Denn im Eishockey geht’s nicht nur um die kleine Scheibe, sondern auch um große Scheine. Das wissen sie in Schwenningen, 2003 wurde die Vorgänger-GmbH wegen Insolvenz liquidiert, damit war die DEL abgehakt. Die Rückkehr macht Jäger sowie den Wild-Wings-Gesellschaftern Michael Werner und Thomas Burger Mut. „Unser Etat ist nicht auf Kante genäht, sondern belastbar“, versicherte Burger vor der Runde. Das Finanzpolster wurde sogar dicker. 3800 Fans hatten sie übervorsichtig kalkuliert, 4700 kamen im Schnitt zu den Heimspielen – macht ein Plus von gut 500 000 Euro. Das gesteigerte Interesse liegt daran, dass die Wild Wings an guten Tagen selbst große Fische an Land ziehen können. „Die Fans kommen exakt mit dieser Hoffnung“, sagt Jäger.
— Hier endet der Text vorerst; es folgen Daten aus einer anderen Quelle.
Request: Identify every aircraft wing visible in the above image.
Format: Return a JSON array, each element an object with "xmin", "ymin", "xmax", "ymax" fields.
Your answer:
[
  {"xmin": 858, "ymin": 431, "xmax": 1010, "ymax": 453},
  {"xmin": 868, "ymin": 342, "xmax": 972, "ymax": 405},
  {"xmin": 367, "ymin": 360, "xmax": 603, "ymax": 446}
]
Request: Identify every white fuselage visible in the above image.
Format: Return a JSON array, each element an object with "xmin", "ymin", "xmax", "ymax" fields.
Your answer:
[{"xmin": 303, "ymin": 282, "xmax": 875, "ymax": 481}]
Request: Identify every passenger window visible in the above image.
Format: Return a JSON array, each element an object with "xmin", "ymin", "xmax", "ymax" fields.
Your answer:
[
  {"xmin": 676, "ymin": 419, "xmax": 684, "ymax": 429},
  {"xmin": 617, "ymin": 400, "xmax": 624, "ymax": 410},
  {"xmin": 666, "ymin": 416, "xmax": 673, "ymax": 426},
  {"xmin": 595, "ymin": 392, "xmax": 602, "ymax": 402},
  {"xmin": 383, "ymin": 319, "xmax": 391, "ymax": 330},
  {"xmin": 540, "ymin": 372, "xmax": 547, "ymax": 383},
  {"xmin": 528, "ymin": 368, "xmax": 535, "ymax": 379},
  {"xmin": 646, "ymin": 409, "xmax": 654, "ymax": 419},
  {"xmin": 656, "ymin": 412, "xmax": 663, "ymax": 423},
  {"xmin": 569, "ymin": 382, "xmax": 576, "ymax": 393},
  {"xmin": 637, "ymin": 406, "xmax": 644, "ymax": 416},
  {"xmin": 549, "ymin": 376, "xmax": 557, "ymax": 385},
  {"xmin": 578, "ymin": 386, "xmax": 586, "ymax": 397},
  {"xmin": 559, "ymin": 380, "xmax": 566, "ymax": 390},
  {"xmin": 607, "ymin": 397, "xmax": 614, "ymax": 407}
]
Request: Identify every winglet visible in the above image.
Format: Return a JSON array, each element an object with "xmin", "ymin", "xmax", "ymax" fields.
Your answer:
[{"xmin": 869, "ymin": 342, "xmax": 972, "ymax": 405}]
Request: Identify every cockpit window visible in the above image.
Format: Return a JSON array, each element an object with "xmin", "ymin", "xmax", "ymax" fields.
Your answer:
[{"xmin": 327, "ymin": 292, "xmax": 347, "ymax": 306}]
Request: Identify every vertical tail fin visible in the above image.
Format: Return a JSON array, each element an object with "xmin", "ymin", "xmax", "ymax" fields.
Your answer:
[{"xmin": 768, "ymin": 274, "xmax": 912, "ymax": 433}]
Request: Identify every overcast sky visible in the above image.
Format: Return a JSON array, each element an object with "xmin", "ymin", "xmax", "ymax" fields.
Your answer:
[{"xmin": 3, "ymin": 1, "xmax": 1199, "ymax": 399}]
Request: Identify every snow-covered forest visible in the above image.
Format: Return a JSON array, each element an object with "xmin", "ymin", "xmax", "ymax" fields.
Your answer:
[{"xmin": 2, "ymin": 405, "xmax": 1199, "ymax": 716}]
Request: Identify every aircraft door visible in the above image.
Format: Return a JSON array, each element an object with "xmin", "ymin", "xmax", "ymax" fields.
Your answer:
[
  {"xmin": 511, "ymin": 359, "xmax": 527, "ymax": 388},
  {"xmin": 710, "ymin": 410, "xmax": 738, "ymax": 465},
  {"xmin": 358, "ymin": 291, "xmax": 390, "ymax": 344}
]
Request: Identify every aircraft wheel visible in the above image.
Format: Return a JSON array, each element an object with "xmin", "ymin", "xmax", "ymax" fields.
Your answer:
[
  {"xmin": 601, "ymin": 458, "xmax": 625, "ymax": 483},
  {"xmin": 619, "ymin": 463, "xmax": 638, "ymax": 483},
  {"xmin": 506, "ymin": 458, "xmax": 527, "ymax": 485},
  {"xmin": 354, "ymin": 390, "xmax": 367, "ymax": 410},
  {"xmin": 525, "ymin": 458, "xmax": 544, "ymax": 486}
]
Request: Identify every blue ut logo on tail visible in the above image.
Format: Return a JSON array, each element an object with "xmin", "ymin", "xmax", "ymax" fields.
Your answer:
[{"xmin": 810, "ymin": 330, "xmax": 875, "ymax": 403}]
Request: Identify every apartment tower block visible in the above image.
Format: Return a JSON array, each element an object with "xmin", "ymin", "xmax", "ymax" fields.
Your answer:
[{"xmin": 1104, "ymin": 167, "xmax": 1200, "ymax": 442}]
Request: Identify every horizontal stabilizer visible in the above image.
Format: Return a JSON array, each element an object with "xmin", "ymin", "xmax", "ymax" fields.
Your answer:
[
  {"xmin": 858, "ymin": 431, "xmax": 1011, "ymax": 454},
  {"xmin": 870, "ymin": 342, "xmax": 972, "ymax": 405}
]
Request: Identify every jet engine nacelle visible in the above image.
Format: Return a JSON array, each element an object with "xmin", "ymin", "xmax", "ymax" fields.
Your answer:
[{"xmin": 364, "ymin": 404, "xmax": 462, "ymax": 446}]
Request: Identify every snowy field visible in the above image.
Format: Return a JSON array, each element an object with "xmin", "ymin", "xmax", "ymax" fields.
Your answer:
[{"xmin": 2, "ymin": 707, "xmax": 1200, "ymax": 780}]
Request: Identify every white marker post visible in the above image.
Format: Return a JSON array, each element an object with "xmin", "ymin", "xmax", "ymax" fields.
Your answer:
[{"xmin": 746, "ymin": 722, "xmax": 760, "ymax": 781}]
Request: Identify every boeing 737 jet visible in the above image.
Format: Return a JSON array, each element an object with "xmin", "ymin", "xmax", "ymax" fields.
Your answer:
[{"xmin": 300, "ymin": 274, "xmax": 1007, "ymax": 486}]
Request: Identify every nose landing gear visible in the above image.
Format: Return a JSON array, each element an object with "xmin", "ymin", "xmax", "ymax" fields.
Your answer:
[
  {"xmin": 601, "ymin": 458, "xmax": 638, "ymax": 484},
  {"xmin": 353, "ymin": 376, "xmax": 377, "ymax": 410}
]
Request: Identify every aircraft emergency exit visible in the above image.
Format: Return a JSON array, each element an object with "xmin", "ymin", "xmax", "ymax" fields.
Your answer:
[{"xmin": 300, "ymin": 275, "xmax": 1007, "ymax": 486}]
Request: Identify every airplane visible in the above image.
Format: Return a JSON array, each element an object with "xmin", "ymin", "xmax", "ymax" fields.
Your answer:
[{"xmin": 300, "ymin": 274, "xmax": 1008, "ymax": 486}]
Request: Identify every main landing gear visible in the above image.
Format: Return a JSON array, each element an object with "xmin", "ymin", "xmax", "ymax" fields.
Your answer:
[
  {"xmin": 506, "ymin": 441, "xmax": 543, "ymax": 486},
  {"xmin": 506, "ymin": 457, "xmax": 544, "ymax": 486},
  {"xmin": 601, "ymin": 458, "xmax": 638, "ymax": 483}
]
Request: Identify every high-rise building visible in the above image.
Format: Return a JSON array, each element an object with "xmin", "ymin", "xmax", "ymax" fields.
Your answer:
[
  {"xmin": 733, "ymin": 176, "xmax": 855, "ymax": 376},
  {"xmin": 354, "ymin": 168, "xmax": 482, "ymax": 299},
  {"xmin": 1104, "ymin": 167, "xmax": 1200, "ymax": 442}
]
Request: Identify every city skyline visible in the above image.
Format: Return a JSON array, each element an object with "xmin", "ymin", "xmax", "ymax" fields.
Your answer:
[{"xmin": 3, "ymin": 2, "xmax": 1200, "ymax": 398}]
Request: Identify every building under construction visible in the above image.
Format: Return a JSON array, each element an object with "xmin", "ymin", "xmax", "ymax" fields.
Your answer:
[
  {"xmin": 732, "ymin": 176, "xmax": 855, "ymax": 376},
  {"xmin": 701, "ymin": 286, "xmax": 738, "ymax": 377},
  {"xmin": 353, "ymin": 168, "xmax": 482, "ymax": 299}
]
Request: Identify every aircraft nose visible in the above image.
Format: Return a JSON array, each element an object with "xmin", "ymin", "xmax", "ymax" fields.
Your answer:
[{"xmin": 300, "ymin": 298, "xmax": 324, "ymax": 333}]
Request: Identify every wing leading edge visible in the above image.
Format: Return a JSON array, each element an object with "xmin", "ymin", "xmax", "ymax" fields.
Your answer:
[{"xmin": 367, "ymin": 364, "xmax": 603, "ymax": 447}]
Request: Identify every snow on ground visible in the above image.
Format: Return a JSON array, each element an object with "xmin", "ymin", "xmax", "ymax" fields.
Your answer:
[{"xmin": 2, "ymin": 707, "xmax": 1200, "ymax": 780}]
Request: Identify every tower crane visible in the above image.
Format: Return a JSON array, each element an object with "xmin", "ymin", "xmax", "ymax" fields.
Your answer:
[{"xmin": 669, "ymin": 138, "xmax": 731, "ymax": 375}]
Und bei den Sponsoren habe der Club „auch was draufgesattelt“. Dabei ist sich jeder im Klaren, dass im Sponsoring weiter kräftig gewirbelt werden muss – in der Eliteliga kann man zwar viel Geld verbrennen, oder besser: falsch investieren; doch ohne entsprechenden Etat ist es schlicht unmöglich, in sportlich attraktiven Regionen vorzustoßen.

Dabei ist die DEL wirklich keine Maschine zum Geld drucken. Wer Bilanzen lesen kann, erkennt: Es ist einfacher, Meister zu werden, als schwarze Zahlen zu schreiben. In Berlin sorgt die Anschutz-Gruppe für die Nahrung der Eisbären, in Mannheim füttert das Hopp-Imperium die Adler, in München stillt Red Bull den Durst nach Liquidem. Duisburg, Kassel, Frankfurt, Hannover sind nur vier von einigen Städten, die nach Zahlungsproblemen von Clubs von der DEL-Landkarte verschwunden sind. Selbst Köln und Düsseldorf standen kurz davor. Wie die Wild Wings die wirtschaftlichen Herausforderungen bewältigen wollen, hat Werner nicht verraten – trotz eines Telefontermins war er am Donnerstag nicht zu erreichen.

Manager Jäger ist zuversichtlich, dass es aufwärts gehen wird. Beim Kauf der Lizenz von Hannover war vereinbart worden, dass die Wild Wings sie zurückgeben können – sollten sich die Dinge in Schwenningen in die falsche Richtung entwickeln. Aber das fällt im Schwarzwald keinem im Traum ein. Nicht mal in einem Albtraum wie bei der schlimmen 1:8-Heimpleite gegen München.